Bill Shein has been in the news a lot recently. So I thought I’d re-post this blog. The more I read about Bill, the more I like the fact that the one act of random kindness resulted in my paying at least SOME attention to an election that otherwise would have passed me by. Here’s the blog.
I moved to Great Barrington recently and was told by my insurance company that I have to get a Massachussetts license because my current license is British.
Last time I took driving lessons I was nineteen and living in England. My English instructor didn’t say a word when I did something right. When I did something wrong, he went on and on and on about my mistakes. As Henry Ford put it, “If you think you can or you think you can’t, you’re right.” I became more nervous every time I took a driving lesson. My instructor told me I’d probably fail my test. So the first time, I did.
Flip forward to last month. I’ve been driving on both sides of the Atlantic for twenty years, but schedule two lessons with Dave’s driving school in Great Barrington incase I’ve run into any bad habits. Half my life is spent driving my kids around. If I don’t pass my test, we’ll have to move. And we don’t want to move. We feel at home here.
My Dave’s driving school instructor teaches me how to parallel park so I’m an inch away from the curb – he lived in New York – if you don’t park that close in New York you lose your wing mirror. “Good,” he says. “Very nice,” he says. “You’re an alert, safe driver. You’ll do fine.”
On the day of my test, I arrive at the Town Hall twenty minutes early to make sure I’m there on time. When I get there I learn – to my dismay – that I need to have a real live human being, other than the driving test examiner, sitting at the back of the car during my test. It’s 10.40. The test takes place at 11.00.
I don’t know very many people in Great Barrington yet, and the two I feel I can ask aren’t home, so I run into the camera shop on Railroad street. The sweet guy with the beard told me he’d help me move into the office where I write, may be I can ask him?
“I would,” he says, meaning it, “but I’m on my own here and I can’t leave the store.” I pop into Tune Street – another chap with a beard says he can’t do it for the same reason, but I should go and ask in Fuel.

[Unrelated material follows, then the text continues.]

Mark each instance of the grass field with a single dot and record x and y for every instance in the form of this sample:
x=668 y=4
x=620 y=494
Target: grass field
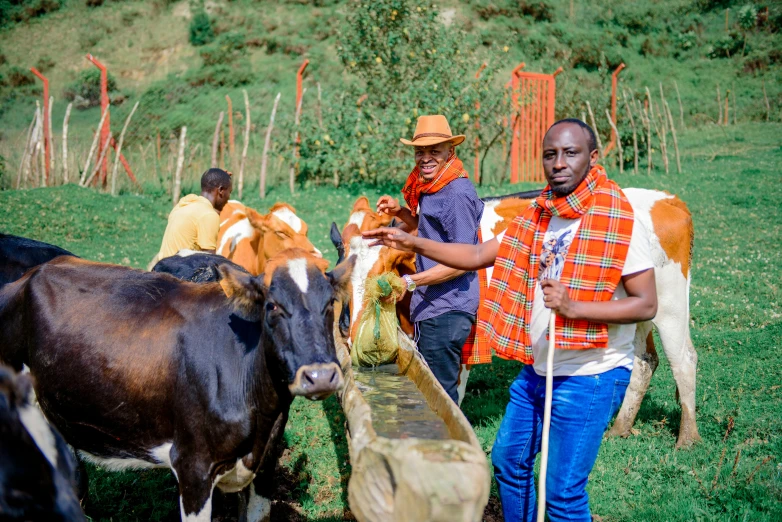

The coffee shop is packed. I hate to impose on anyone – but my family’s future is at stake. “Excuse me,” I say to a room full of strangers, “I’m so sorry to interrupt, but I need someone with a driving license to sit in the back of the car when I take my test. In – God is that the time? – ten minutes.” No one hears me.
Then I notice a chap who looks like a young Groucho Marx working hard at his computer in the corner. It’s Bill Shein who I met for a nanosecond three months earlier. I remember he’s a former comedian, like me. Maybe the fact that we’ve both told jokes to drunk people in night clubs will help.
The English part of me dares not ask him– he’s busy, it’s an imposition, it’s kind of rude, he’s running for congress for God’s sake. Then my inner American explains the situation and to my astonishment Bill Shein says, “No problem.”
“Can you do this without cracking any jokes?” I say as we head out of Fuel. “If you start, you’ll set me off, and then I’ll laugh during the test and the examiner will think I’m taking the piss and I’ll be doomed.”“Don’t worry,” he says.
He follows me to the Town Hall as if he does this sort of thing every day, hands his license to the examiner and somehow manages to peel himself into the back of my Subaru – he’s a tall guy, it’s not easy.
“Could you clean off the seat please?” the examiner says to me from outside the car. Her name is Trish. “Sorry,” I say, nervous as hell.
I pass the banana, the jar of peanut butter and my son’s sock back to Bill, who takes them wordlessly.
“Start up the car,” Trish says. “Parallel park. Do a three point turn.” I follow her instructions and less than five minutes later we’re headed back to the Town Hall. My heart sinks. I must have failed. She didn’t even ask me to drive in reverse, which, fyi, is something I’m particularly good at.
“I’m satisfied,” the Trish says. “Your application for a driving license is approved.”
I’ve passed! I love Trish. I love Great Barrington. I love Bill Shein.
Bill gets out of my car.
“Thank you,” I say, shaking Bill’s hand. “You really didn’t have to do that. Thank you.”
I’m an American citizen. I can vote here. And I will.